I could have cried, I’m writing, but that would have translated to: selfish. I knew she was deliberately distracting me from my concentration even as I knew she wanted me to succeed at my writing. Achievement was as important to her as it was to my father. If I were to be published in a magazine, my mother would have shown up at the newsstand at 7:00 a.m., carried all dozen copies to the cash register, then, on the way home, slid them individually into the mailboxes of all the women from the church choir she had a wish to feel superior to.
Out in the garage, I lifted the grocery bags from the car, burning in the face. It wasn’t like I was actually writing anyway. Possibly I was even grateful to be summoned out of the cage.

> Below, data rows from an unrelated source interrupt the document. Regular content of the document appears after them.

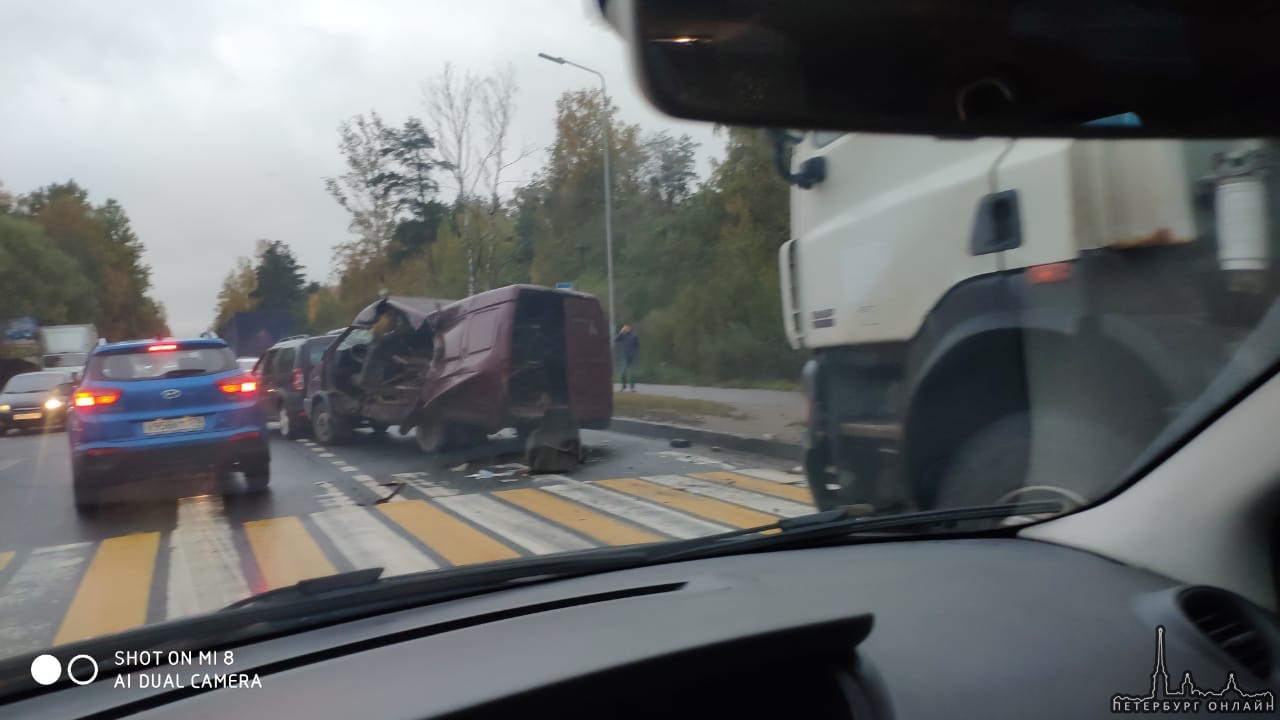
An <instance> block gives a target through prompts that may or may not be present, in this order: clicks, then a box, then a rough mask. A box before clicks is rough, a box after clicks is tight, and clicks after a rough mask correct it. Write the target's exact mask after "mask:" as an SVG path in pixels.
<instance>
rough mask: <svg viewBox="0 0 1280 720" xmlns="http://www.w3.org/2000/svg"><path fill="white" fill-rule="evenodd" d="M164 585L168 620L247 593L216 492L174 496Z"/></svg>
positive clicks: (239, 597) (235, 552) (240, 560)
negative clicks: (175, 506)
mask: <svg viewBox="0 0 1280 720" xmlns="http://www.w3.org/2000/svg"><path fill="white" fill-rule="evenodd" d="M166 589H168V593H166V601H165V618H166V619H169V620H173V619H175V618H186V616H188V615H200V614H204V612H211V611H214V610H218V609H220V607H225V606H228V605H230V603H233V602H236V601H238V600H243V598H246V597H248V594H250V591H248V582H247V580H246V579H244V570H243V568H242V566H241V555H239V552H238V551H237V550H236V541H234V539H233V538H232V525H230V523H229V521H228V520H227V515H225V512H224V510H223V498H221V496H216V495H201V496H197V497H183V498H179V500H178V523H177V525H175V527H174V529H173V532H172V533H169V580H168V588H166Z"/></svg>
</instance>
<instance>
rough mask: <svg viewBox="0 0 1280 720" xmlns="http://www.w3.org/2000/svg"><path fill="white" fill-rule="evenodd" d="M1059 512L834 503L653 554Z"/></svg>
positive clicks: (715, 550)
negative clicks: (908, 506)
mask: <svg viewBox="0 0 1280 720" xmlns="http://www.w3.org/2000/svg"><path fill="white" fill-rule="evenodd" d="M1061 511H1062V503H1061V502H1057V501H1037V502H1010V503H1004V505H979V506H974V507H950V509H945V510H922V511H916V512H900V514H895V515H881V516H855V515H854V514H851V512H850V511H849V510H847V509H842V507H837V509H835V510H826V511H823V512H814V514H812V515H801V516H799V518H783V519H781V520H778V521H777V523H769V524H768V525H758V527H754V528H742V529H739V530H730V532H727V533H719V534H714V536H708V537H703V538H694V539H689V541H681V542H678V543H666V544H663V546H658V547H659V548H664V550H666V552H660V553H657V557H655V559H654V561H655V562H671V561H675V560H694V559H698V557H710V556H716V555H728V553H733V552H742V551H745V550H777V548H778V547H785V546H791V544H796V543H800V542H809V541H814V539H829V538H849V537H864V536H867V534H872V533H878V532H888V530H895V536H900V530H909V529H916V530H924V529H932V528H937V527H940V525H955V524H957V523H964V521H969V520H995V519H1004V518H1012V516H1018V515H1041V514H1050V515H1055V514H1059V512H1061ZM765 533H768V534H765Z"/></svg>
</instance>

I slugged cans into the pantry shelf. Her back, shy; her shoulders tight as she ran a hard stream of water at the sink. I couldn’t stay upset with her for long, for she was my other half, right? There was no way I’d ever be otherwise, as she’d named me after her twin brother, Paul, who had died when they were seventeen. She talked about Paul all the time and never let me forget how funny he was, how smart, how sweet, how beloved, how curious—I’d never measure up to the myth of him. But connections are always deeper than names, and I suspected I’d learned how to watch over her long before I’d been able to form sentences. Her rolled eyes, her glances, the movements of her fingers, which were always sore these days, none more bent than her wedding-ring finger—I was always attuned to her like a guide dog, as if it had always been my duty to check in on her emotional temperature, especially when she and my father had been fighting noisily into the night. And whenever my watching was too acute—when she caught me doing it, though she wanted me to—she pushed me away, for there was something not right about a child being too close to his mother, particularly if that child was a boy: everybody knew what that meant. At such moments, it was hard not to believe she was the saddest human alive, even though she’d always appeared to be happy. You’re always smiling, said a woman in the supermarket when I was five. And I remember looking up at my mother’s mouth, the swipe of coral lipstick at the tips of her white teeth, and thinking, she’s right. How lucky I was to have a happy mother. Happy was the mark of love, happy the sign of being chosen—we all wanted to be known as happy, right? And I held on to all the possible meanings of my mother’s happiness as the two of us stepped over the grate by the automatic doors. So many objects fallen through the grate, into the soot and lint, never to be scooped up again—dimes, a makeup compact, blue plastic gum-machine rings, coupons, receipts, two S&H Green Stamps, ballpoint-pen caps. Unhappiness beneath the soles of our shoes while the two of us walked forward, across the parking lot, the sun heating our heads.
* * * *
If you were to tell me that someone was to come along to replace my twin, I’d have said: impossible. And if that same person was to say her name would be Denise Gess, I’d have said it once more. A skyrocket, a shelter, a skylark: what would Denise have wanted with me? No, absolutely not. I did not have time for a real best friend. Besides, I already had a head full. Not to mention a house balanced across my shoulders, even if I was lurching now, right leg so far ahead I was practically on the ground.